THE FIRST COMMANDMENT
When God gave His law to the nation that had just entered into covenant relationship with Him, He made the first commandment, "Thou shalt have no other gods before Me!" And He followed this up by forbidding them to make, worship or serve any graven image, or any likeness of anything that is in heaven or earth or in the water. That is to say, they were not to give to any creature the glory and adoration that was due to Him as the Creator. He must be Supreme, and the glory of His supremacy He will not give to another, for all others are creatures, while He alone is the Creator.
Yet, while Moses was actually receiving this commandment at the top of the mountain, the people below were flagrantly flouting its principle by constructing and worshiping a golden calf, and they even persuaded Aaron to connive with them. No wonder Moses was wroth, and broke the tables of stone on which the commandment was written. The people had already broken it before ever they had received it in writing (they had already received verbal instruction from God, and had agreed to obey it--see Ex.19:7,8--so they were without excuse). And God was wroth with the people, too, and there was a great judgment in which about three thousand died (Ex.32:1-28).
But this state of affairs is not a symptom peculiar to Israel; it is to be found in all humanity. Paul tells us in Romans 1 that God's great dispute with mankind, which brings down His indignation upon them, lies in the fact that "knowing God, not as God do they glorify or thank Him," but rather, "they change the glory of the incorruptible God into the likeness of an image of a corruptible human being and flying creatures and quadrupeds and reptiles" (Rom.1:21-23). Two verses later they are spoken of as those "who alter the truth of God into the lie, and are venerated, and offer divine service to the creature rather than the Creator."

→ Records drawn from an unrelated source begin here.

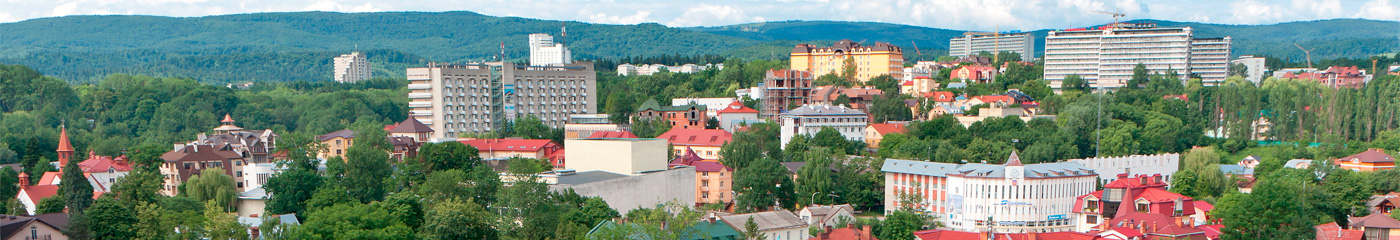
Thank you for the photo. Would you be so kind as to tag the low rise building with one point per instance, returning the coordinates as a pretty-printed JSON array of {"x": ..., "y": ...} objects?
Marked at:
[
  {"x": 808, "y": 120},
  {"x": 772, "y": 225},
  {"x": 704, "y": 142}
]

This is the great lie referred to in Romans 1:25 -- altering the truth of God to make it seem proper for worship to be given to a creature rather than to the Creator. It is the same great lie which is spoken of in 2 Thessalonians 2:11, where, upon those who are perishing because they do not receive the love of the truth for their salvation, God is sending "an operation of deception for them to believe the lie." The love of the truth would direct them to the knowledge that "all is of God" -- that the evangel is His power for salvation, based on the preaching of the cross; but the lie, backed up by all kinds of false signs and miracles, inspired by the Adversary, leads them into all sorts of false philosophies, which have as their basis the thought that man is capable of higher things, that he can achieve his own salvation independently of God, that he can work out his own destiny. This is worship of the creature rather than the Creator, and is an affront to the Deity of God.